Though scattered with jests about the suspension of disbelief, "Becky's New Car" makes you believe in its genial consideration of loves lost and found, midlife and middle-class ennui and American car lust.
Mainly, the play whirs along on the strength of its likable and none-too-predictable characters — portrayed by a high-octane crew of Seattle actors, well-clad by Catherine Hunt and smartly lit by Rick Paulsen.
In a role that might befit a Silver Screen screwball comedy star like Claudette Colbert or Jean Arthur, King is an instantly lovable, mirthfully reactive and often-flustered Becky. She tries to create emotional "boundaries" — as her theory-spouting psychology-major son Chris (delightful Benjamin Harris) might put it. But Becky is essentially a very soft touch.

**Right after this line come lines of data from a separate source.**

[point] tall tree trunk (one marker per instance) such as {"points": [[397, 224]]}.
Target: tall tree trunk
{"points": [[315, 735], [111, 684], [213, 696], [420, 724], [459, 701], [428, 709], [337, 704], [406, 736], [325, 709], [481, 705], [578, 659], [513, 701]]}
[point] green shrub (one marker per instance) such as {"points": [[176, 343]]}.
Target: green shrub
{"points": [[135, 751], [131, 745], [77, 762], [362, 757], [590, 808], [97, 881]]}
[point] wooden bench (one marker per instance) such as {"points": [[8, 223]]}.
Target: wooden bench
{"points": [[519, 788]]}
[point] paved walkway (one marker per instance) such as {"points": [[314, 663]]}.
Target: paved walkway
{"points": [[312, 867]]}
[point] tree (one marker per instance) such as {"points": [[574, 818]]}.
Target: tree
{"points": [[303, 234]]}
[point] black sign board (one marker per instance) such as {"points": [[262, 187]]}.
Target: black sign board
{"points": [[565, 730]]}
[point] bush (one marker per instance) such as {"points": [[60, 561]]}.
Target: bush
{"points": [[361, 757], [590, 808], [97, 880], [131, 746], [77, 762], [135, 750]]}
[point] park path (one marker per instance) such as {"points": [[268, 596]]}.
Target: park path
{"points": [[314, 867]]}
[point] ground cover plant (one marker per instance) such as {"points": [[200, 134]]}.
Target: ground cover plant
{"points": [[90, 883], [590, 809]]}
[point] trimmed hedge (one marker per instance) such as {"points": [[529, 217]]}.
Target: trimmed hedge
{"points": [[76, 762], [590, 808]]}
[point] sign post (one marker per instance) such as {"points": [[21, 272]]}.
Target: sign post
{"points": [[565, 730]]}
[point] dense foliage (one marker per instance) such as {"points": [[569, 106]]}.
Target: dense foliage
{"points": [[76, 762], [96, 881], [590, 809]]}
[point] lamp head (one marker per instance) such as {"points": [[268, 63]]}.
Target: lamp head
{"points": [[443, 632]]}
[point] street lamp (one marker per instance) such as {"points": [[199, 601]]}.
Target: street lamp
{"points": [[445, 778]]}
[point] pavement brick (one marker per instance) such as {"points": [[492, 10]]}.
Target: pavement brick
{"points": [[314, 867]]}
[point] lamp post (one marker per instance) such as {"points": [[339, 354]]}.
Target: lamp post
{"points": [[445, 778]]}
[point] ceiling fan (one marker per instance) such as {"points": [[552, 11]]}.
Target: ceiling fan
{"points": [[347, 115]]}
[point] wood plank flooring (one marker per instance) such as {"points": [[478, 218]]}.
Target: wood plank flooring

Needing a shoulder to cry on, her self-pitying nebbish of a co-worker, Steve (hilarious R. Hamilton Wright) always makes a beeline to her. And eccentric millionaire Walter Flood (the invaluable Michael Winters) is quickly drawn to her simpatico nature.
You can't help rooting for Becky, even as she deceives her adoring hubby Joe (the expertly deadpan Charles Leggett) to sneak into Walter's privileged world. King's entrance into that arena, clutching a bottle of spring water like a security blanket, is a funny and touching Cinderella moment.
"Becky's New Car" bypasses a more provocative clash of economic classes and all but ignores the current financial crisis (which has devastated American car dealers). But it doesn't romanticize the rich anymore than it does Joe the Roofer.
Ginger, a broke and acerbic heiress (Suzanne Bouchard, who can turn the line "I don't hike" into a position paper), represents the downside of inherited wealth. And Walter's pampered daughter Kenni (the sketchiest character, played by Anna-Lisa Carlson) is fed up with airhead playboys.
Dietz deftly interconnects everyone, and equips each with pitch-perfect wit. And inevitably, he resolves various plot lines with an orgy of unmasking and confrontation contrivances endemic to farce.
But by then, "Becky's Car" has registered as a satisfying comedy of modern manners. And one that derives as much power from its humanity as its fine-tuned craftsmanship.